Munford schools have four ponds, one of which is specifically designed as a frog habitat. The schools also have two greenhouses, one of which is equipped with fisheries equipment.

The schools also have a garden, and an area where they are planting one of almost each of the 100 tree species that are native to Alabama.

The courtyard at the high school will eventually include a small waterfall and pond, where fish native to the state will live. The courtyard in the adjoining middle school will be developed into a turtle habitat.

They are joined by a hallway where, just outside a large glass window, a replica of Salt Creek Falls can be seen.

“This entire place is a land laboratory,” said Keith Oglesby, who has been teaching agrisciene at the school for al-most three decades.

This spring high school students grew tomato plants in the greenhouse, the elementary school students planted them and science clubs will harvest and sell them in the summer. The proceeds will go to help fund future greenhouse projects.

Much of the work is coordinated by Kimberly Murray, who holds a unique position in the school. She is the school system’s first science resource teacher and it is her job to help the system integrate science education throughout the system.

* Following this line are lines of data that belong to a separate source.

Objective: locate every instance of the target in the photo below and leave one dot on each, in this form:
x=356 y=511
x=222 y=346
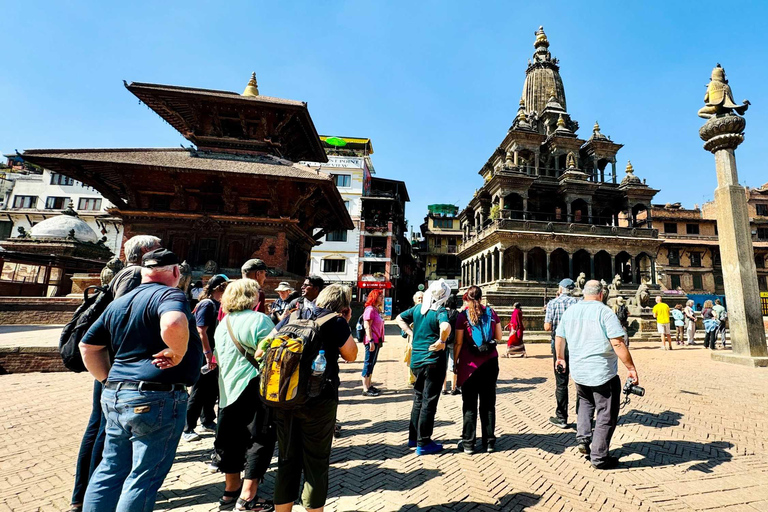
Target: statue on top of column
x=719 y=98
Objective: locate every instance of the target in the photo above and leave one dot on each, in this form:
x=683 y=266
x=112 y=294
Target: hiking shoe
x=190 y=436
x=429 y=449
x=608 y=463
x=465 y=447
x=558 y=422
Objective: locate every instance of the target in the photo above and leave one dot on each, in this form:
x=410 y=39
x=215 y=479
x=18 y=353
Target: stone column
x=525 y=265
x=722 y=135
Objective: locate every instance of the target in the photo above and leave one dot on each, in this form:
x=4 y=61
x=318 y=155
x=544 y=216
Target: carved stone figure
x=186 y=277
x=719 y=98
x=108 y=272
x=581 y=280
x=211 y=267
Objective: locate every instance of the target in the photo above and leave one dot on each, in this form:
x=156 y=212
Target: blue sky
x=434 y=84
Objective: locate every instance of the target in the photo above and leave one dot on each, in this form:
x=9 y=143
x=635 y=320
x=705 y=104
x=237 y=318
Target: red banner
x=375 y=285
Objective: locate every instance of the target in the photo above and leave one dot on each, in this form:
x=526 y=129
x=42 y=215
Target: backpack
x=85 y=315
x=286 y=373
x=482 y=341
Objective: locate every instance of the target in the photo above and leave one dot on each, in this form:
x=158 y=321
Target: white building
x=35 y=197
x=336 y=259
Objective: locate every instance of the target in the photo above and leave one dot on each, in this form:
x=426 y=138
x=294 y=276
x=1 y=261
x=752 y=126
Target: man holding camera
x=595 y=343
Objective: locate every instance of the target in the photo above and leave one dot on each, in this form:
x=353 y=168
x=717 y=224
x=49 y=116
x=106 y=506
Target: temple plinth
x=722 y=134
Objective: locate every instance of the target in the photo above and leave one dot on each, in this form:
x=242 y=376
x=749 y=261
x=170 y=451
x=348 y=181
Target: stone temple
x=551 y=204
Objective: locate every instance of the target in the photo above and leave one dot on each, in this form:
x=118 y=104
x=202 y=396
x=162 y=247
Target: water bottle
x=317 y=379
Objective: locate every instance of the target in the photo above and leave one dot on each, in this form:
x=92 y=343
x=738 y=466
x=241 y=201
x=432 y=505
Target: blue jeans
x=370 y=359
x=143 y=431
x=91 y=446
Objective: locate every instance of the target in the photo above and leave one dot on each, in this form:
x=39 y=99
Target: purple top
x=468 y=360
x=372 y=315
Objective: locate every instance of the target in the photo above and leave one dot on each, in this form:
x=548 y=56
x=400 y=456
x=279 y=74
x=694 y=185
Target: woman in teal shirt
x=245 y=438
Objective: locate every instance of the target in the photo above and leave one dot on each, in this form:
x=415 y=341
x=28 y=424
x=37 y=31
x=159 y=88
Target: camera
x=631 y=389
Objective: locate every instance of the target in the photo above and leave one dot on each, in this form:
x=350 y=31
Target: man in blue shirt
x=595 y=342
x=555 y=310
x=157 y=355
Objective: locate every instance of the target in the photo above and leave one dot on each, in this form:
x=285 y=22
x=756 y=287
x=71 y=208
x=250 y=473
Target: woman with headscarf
x=431 y=329
x=515 y=345
x=478 y=330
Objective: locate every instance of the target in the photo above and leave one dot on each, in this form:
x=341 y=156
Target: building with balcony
x=438 y=248
x=551 y=204
x=33 y=194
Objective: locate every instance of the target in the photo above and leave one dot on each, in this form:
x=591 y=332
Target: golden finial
x=252 y=89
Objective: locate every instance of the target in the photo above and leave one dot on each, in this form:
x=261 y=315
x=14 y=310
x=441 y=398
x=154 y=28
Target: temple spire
x=252 y=89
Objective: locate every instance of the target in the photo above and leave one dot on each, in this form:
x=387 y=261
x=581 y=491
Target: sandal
x=227 y=503
x=256 y=504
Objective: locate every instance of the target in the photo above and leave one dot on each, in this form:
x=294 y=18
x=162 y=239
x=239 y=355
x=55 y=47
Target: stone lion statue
x=108 y=272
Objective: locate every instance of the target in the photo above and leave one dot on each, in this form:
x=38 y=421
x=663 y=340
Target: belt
x=144 y=386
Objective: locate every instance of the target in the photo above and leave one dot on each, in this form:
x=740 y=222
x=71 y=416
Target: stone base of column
x=730 y=357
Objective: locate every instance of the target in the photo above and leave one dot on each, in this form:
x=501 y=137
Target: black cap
x=159 y=258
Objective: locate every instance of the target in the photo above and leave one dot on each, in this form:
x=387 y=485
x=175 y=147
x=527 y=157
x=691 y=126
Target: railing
x=558 y=227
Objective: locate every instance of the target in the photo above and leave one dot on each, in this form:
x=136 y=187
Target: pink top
x=372 y=315
x=468 y=360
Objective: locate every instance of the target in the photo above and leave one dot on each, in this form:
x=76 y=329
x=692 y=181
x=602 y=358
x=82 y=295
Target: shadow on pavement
x=663 y=453
x=515 y=501
x=661 y=420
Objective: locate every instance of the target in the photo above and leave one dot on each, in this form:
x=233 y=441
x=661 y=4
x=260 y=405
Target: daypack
x=286 y=373
x=482 y=341
x=85 y=315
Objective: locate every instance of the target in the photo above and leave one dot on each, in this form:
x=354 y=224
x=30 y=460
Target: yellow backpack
x=286 y=371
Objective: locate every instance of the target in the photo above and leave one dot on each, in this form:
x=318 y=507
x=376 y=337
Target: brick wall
x=37 y=310
x=30 y=359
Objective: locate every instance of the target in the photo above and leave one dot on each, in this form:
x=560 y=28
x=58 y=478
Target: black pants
x=710 y=338
x=427 y=387
x=602 y=401
x=91 y=446
x=304 y=438
x=202 y=400
x=561 y=389
x=245 y=435
x=480 y=385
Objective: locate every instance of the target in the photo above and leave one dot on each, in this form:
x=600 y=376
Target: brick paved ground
x=696 y=441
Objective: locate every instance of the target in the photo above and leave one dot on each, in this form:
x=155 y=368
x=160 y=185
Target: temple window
x=89 y=204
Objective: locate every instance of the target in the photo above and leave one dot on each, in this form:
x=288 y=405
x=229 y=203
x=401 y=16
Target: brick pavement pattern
x=696 y=441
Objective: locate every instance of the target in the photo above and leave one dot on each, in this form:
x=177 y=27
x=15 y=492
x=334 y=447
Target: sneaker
x=559 y=423
x=608 y=463
x=429 y=449
x=465 y=447
x=190 y=436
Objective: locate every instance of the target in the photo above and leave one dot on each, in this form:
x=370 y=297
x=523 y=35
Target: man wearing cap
x=205 y=392
x=555 y=309
x=257 y=270
x=157 y=354
x=280 y=306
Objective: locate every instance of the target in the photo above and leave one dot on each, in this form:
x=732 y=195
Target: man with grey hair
x=157 y=354
x=554 y=312
x=595 y=341
x=130 y=277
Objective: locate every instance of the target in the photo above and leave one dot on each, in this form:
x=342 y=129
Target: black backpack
x=86 y=314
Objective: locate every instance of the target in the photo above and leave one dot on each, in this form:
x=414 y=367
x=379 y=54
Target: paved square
x=696 y=441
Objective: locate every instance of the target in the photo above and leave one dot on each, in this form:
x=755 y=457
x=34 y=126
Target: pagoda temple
x=236 y=193
x=551 y=204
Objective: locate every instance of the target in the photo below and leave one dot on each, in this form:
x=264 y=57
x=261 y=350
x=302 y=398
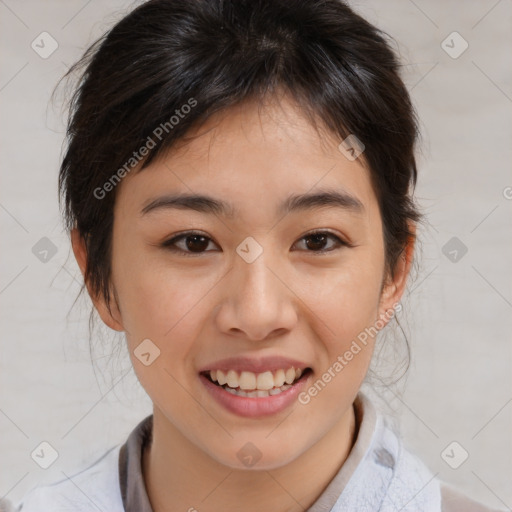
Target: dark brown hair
x=338 y=67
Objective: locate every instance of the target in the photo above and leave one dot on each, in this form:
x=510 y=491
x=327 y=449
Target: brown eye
x=188 y=243
x=322 y=241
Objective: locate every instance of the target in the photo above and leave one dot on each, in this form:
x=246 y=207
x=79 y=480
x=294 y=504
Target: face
x=281 y=267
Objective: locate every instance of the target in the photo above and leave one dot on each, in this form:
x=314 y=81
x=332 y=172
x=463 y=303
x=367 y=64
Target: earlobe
x=393 y=290
x=110 y=316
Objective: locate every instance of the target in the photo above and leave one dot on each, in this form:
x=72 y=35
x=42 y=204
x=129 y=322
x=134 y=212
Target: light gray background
x=458 y=313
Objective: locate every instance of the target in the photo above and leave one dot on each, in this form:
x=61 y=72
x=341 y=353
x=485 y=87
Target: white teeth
x=221 y=377
x=279 y=378
x=258 y=393
x=290 y=375
x=265 y=381
x=251 y=382
x=232 y=379
x=247 y=380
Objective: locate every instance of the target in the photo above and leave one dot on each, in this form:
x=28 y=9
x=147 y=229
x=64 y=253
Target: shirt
x=378 y=475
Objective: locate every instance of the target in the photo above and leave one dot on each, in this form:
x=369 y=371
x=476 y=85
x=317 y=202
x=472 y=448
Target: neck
x=180 y=476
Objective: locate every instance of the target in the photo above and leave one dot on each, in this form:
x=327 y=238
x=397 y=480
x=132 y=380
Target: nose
x=257 y=303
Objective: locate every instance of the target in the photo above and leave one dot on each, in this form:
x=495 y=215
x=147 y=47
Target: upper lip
x=255 y=365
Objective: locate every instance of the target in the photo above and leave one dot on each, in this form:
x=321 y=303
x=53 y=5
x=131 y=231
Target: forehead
x=251 y=156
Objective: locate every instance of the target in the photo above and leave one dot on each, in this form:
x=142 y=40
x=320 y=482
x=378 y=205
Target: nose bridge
x=258 y=303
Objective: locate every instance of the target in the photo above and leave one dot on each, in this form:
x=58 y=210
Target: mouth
x=257 y=385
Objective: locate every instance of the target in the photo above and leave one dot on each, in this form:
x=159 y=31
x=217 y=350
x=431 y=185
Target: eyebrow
x=324 y=198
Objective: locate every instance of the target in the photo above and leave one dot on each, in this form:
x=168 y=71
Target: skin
x=290 y=301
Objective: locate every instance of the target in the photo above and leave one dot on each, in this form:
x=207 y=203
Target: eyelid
x=168 y=244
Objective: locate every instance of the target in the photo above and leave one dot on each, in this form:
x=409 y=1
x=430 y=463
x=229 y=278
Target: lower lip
x=257 y=406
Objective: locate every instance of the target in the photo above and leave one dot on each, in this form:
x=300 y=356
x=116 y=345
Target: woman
x=238 y=190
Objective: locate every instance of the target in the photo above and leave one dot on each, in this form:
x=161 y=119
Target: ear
x=394 y=286
x=111 y=316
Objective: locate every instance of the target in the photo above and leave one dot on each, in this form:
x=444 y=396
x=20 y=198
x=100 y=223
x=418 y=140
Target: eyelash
x=169 y=244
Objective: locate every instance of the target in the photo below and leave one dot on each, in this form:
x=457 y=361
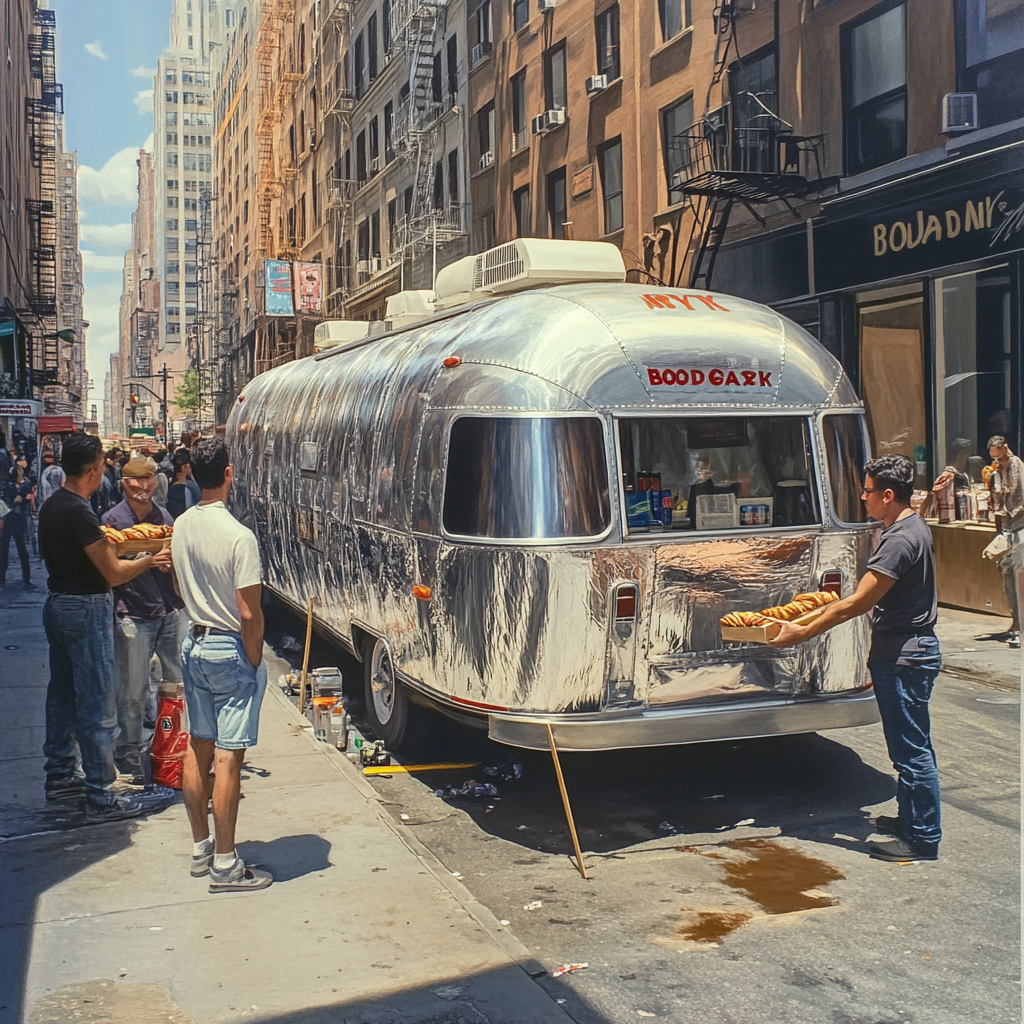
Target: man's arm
x=872 y=587
x=251 y=614
x=118 y=570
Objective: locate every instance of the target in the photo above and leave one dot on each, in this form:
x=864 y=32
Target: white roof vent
x=409 y=307
x=332 y=334
x=525 y=263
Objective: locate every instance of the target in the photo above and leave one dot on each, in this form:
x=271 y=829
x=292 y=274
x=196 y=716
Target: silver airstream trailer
x=468 y=501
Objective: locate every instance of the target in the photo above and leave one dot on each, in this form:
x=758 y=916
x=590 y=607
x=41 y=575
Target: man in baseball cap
x=148 y=621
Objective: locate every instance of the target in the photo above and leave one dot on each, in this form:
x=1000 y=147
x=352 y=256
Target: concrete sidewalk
x=104 y=923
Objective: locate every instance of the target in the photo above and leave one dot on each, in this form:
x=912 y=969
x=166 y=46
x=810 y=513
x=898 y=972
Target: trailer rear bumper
x=667 y=727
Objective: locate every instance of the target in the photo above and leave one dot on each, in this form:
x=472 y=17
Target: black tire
x=402 y=725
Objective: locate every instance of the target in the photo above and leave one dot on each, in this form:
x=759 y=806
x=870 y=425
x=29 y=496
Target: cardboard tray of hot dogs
x=803 y=609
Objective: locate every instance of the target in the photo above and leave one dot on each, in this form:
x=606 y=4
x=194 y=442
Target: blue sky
x=107 y=54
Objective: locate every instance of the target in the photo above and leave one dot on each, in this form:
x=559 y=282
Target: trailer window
x=518 y=477
x=846 y=454
x=717 y=473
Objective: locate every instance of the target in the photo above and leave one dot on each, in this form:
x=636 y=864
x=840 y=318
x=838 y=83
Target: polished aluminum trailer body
x=340 y=469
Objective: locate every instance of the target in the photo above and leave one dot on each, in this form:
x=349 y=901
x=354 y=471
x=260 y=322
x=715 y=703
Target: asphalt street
x=730 y=882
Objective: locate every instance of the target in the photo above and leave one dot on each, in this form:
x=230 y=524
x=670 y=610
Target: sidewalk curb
x=498 y=933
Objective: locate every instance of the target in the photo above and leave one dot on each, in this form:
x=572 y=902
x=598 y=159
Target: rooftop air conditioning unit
x=960 y=112
x=548 y=121
x=525 y=263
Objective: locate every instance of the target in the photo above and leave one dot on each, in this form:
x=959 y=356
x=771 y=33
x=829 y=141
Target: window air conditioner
x=960 y=112
x=548 y=121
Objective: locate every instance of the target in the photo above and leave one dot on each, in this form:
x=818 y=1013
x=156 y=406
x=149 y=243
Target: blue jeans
x=133 y=653
x=81 y=697
x=903 y=675
x=223 y=691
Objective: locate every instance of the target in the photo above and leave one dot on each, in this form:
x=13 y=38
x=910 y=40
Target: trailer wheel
x=401 y=724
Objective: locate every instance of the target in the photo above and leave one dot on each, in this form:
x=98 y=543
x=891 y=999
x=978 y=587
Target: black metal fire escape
x=41 y=121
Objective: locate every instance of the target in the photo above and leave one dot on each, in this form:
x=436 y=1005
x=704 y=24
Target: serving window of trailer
x=526 y=478
x=705 y=473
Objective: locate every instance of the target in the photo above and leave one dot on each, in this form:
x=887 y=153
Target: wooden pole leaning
x=565 y=800
x=305 y=656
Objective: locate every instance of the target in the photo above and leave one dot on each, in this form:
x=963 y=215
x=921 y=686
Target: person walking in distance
x=217 y=564
x=1012 y=481
x=78 y=616
x=148 y=620
x=904 y=658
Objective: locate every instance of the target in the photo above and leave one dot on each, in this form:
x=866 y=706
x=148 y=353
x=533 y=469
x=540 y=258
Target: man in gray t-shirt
x=898 y=588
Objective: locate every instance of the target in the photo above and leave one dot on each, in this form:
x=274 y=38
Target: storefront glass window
x=973 y=360
x=892 y=381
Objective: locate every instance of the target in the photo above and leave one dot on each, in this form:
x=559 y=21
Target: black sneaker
x=121 y=808
x=890 y=825
x=65 y=786
x=899 y=851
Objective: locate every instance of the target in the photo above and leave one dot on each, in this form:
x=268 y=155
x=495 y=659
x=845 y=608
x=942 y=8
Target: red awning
x=55 y=425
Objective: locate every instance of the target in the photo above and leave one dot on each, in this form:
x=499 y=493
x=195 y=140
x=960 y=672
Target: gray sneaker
x=239 y=878
x=121 y=808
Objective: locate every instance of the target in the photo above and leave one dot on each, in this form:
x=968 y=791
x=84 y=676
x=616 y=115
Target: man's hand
x=872 y=587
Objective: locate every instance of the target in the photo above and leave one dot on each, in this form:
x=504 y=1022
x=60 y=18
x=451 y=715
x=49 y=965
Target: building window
x=610 y=161
x=556 y=204
x=555 y=89
x=875 y=90
x=523 y=217
x=485 y=130
x=607 y=43
x=520 y=136
x=372 y=46
x=674 y=15
x=675 y=121
x=990 y=53
x=360 y=66
x=520 y=13
x=454 y=177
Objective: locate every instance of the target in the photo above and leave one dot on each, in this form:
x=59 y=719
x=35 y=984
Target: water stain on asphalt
x=776 y=878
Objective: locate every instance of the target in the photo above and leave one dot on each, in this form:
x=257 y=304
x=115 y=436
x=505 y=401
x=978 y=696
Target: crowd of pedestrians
x=193 y=607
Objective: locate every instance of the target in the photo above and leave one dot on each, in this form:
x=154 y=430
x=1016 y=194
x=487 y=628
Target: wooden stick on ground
x=565 y=800
x=305 y=656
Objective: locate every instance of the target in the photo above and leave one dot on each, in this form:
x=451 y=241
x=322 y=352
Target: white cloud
x=116 y=183
x=107 y=237
x=93 y=261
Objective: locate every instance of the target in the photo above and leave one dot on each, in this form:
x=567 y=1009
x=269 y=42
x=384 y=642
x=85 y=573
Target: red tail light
x=832 y=582
x=626 y=603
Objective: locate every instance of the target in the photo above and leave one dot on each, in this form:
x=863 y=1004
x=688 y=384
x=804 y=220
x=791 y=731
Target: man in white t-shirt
x=217 y=564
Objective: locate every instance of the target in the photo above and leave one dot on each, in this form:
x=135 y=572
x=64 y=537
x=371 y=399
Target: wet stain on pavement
x=776 y=878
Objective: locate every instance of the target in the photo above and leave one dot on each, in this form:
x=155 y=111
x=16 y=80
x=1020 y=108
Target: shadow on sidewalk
x=29 y=866
x=288 y=857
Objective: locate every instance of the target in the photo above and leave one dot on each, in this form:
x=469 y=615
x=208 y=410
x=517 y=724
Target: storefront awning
x=55 y=425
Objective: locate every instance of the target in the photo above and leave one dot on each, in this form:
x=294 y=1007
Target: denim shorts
x=223 y=691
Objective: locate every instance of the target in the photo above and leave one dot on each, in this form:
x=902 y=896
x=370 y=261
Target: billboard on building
x=278 y=274
x=308 y=288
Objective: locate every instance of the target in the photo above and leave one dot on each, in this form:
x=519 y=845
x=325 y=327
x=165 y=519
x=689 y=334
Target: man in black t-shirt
x=81 y=697
x=904 y=656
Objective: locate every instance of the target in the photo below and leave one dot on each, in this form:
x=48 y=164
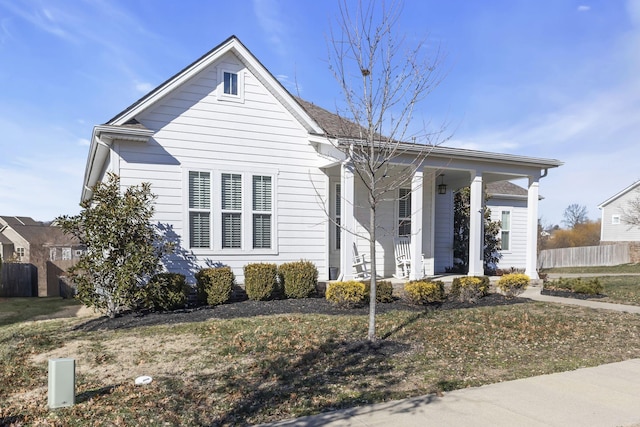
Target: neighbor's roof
x=619 y=194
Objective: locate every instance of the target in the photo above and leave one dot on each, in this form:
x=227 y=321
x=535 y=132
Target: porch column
x=476 y=223
x=417 y=196
x=348 y=221
x=531 y=268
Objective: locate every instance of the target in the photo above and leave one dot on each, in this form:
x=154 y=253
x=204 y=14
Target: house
x=245 y=172
x=508 y=204
x=613 y=227
x=45 y=247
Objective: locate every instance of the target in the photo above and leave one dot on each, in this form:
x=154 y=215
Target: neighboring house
x=245 y=172
x=44 y=246
x=613 y=227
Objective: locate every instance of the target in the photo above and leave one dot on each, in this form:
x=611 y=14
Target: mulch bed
x=266 y=308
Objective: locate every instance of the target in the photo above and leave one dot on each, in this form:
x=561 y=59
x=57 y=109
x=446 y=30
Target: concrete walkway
x=607 y=395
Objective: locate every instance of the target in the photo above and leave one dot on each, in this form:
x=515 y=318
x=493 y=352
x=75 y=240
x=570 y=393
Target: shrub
x=260 y=281
x=469 y=289
x=298 y=279
x=513 y=284
x=165 y=291
x=421 y=292
x=346 y=294
x=215 y=285
x=384 y=290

It was her work that helped the ninth-graders prepare a bluebird project, which required different tasks from each of the ninth grade classes. The math class plotted locations for birdhouses and their posts, the science class researched the birds and the health class helped fix them into the ground Murray said.

Through the project, students learned core math and science principals. They also reached out to younger students.

At Murray’s direction the high school students taught the elementary school students what they’d learned about the blue bird. It’s part of the integrated teaching experience the school is striving for, she said.